Qin Gang, China’s new ambassador to the United States, has a decidedly undiplomatic message for the Biden administration.
“If we cannot resolve our differences, please shut up,” he said during a private Zoom meeting hosted by the National Committee on United States–China Relations (NCUSCR) late last month.
Qin, who arrived in Washington in July, had just delivered a speech about the current state of bilateral ties to a small group that included NCUSCR’s board of directors. During the question-and-answer session that followed, Evan Medeiros, a Georgetown University professor who served as National Security Council director for China, Taiwan, and Mongolia in the Obama administration, asked what steps the U.S. and China could each take to improve the bilateral relationship.
Qin, a former vice minister of foreign affairs and foreign ministry spokesman, first answered that Washington should stop worsening the situation in order to create conditions for dialogue. Then he uttered that undiplomatic line, which shocked meeting participants, according to a source familiar with the exchange.
After the August 31 meeting — which Qin and the Chinese Embassy in Washington later described as a welcome event — the embassy posted a transcript of Qin’s speech, and a number of outlets reported on its adversarial message. The speech condemned the current direction of Washington’s policy toward China and warned leaders against the “disastrous consequences” of using a “Cold War playbook.” But the question-and-answer session that followed Qin’s speech was not included in the transcript posted online, and it has not been previously reported.

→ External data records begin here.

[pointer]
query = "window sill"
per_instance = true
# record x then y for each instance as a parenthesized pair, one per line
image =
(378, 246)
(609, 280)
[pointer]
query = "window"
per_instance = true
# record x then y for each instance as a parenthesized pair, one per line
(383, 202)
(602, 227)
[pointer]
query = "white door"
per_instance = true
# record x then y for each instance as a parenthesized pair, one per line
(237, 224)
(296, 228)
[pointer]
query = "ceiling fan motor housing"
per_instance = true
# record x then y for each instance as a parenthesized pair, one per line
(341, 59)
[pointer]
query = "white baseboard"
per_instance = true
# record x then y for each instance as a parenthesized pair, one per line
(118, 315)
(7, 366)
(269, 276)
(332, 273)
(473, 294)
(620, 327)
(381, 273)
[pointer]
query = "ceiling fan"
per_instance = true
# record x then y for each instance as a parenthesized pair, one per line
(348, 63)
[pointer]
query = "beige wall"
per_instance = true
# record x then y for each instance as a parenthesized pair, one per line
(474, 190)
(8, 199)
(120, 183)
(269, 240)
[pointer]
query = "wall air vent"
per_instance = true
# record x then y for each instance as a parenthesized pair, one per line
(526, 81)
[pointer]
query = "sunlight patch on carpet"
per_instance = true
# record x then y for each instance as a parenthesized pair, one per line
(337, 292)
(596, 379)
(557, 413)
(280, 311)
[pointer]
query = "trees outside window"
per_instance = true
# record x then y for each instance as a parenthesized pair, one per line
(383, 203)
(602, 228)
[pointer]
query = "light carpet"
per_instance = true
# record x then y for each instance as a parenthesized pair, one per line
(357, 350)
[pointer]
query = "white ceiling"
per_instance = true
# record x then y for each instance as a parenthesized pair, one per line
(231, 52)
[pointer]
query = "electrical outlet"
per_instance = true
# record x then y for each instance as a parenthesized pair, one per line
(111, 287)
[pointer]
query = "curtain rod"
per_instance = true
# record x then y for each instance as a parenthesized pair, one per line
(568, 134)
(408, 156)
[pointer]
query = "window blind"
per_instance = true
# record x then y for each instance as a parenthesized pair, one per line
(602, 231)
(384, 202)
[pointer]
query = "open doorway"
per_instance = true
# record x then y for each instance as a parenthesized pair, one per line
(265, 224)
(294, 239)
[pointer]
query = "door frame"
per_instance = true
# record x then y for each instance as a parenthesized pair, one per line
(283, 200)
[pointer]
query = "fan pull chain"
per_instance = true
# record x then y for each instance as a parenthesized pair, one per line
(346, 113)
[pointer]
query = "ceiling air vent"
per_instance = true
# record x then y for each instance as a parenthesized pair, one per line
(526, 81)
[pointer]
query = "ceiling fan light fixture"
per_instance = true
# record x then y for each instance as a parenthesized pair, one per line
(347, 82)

In the week following his frank comments about China’s message to U.S. decision-makers, Qin executed a charm offensive of sorts. He posted about a visit he made to the Juilliard School and meetings with former secretary of state Henry Kissinger and PepsiCo CEO Ramon Laguarta.
But Qin’s request for U.S. officials to shut up was remarkable for its extraordinarily undiplomatic tone, hinting at the hard line he will take in this post. Particularly surprising is that he made the comment during an event hosted by a prominent group of former officials, academics, and business leaders — including Kissinger and Jacob Lew, the former treasury secretary — with decades of experience related to China.
Still, Qin’s comment was largely consistent with what top Chinese officials have conveyed to their American counterparts in recent months. In fact, Qin’s admonition is reminiscent of other comments made by Yang Jiechi, the Chinese Communist Party’s top diplomat. During a speech to NCUSCR in February, he said that some in the United States see China as a competitor and even an adversary, a notion he called “historically, fundamentally, and strategically wrong.”
Then, the following month during a U.S.–China summit in Anchorage, Alaska, Secretary of State Antony Blinken and National Security Adviser Jake Sullivan opened the meeting with remarks critical of China’s human-rights abuses and other misconduct. Yang accused them of hypocrisy and offered a cutting rebuttal: “I think we thought too well of the United States. The United States isn’t qualified to speak to China from a position of strength.” The State Department omitted that portion of Yang’s remarks on an official transcript of the interaction.
A State Department spokesperson declined to comment on Qin’s August 31 outburst.
Last night, Biden spoke with Xi Jinping, the Chinese Communist Party’s general secretary, for the first time since February. A senior administration official told Axios that Biden had asked for the call, hoping that a conversation with Xi himself would be more productive than stalled diplomatic engagement at lower levels.